Dynamic Programming Problems

I have always liked dynamic programming. I went on a kick recently where I wrote solutions to several classic dynamic programming problems.

GeeksforGeeks published my implementation of the weighed interval scheduling problem. I wrote a Python program and a Java program to solve the weighted interval scheduling problem. When I was researching the problem, I noticed that the solution on GeeksforGeeks ran in O(n ^ 2) time, but I knew that the problem can be solved in O(n log n) time. So, I submitted a modification, and GeeksforGeeks accepted it.

Here are my implementations of several solutions to the discrete knapsack problem. I wrote a naive recursive solution, a memoized recursive solution, and a bottom-up dynamic programming solution.

I also implemented a naive recursive solution, a memoized recursive solution, and a bottom-up dynamic programming solution for the longest common subsequence problem.

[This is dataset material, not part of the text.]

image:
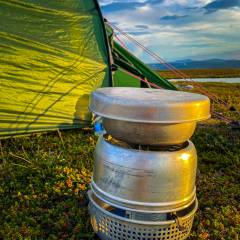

Introduction to Algorithms, by Cormen, Leiserson, Rivest, and Stein, shows the optimal way to cut up a rod whose pieces you want to sell, and I implemented their solution in Python.

I implemented a bottom-up dynamic programming solution to the longest increasing subsequence problem.

Here are my implementations of the Fibonacci sequence. Again I wrote a naive recursive solution, a memoized recursive solution, and a bottom-up dynamic programming solution.

Here are my implementations of combination. I wrote a naive recursive solution, a memoized recursive solution, and a bottom-up dynamic programming solution.

Further resources:

Bellman, Richard. Dynamic Programming. Princeton, NJ: Princeton University Press, 1957.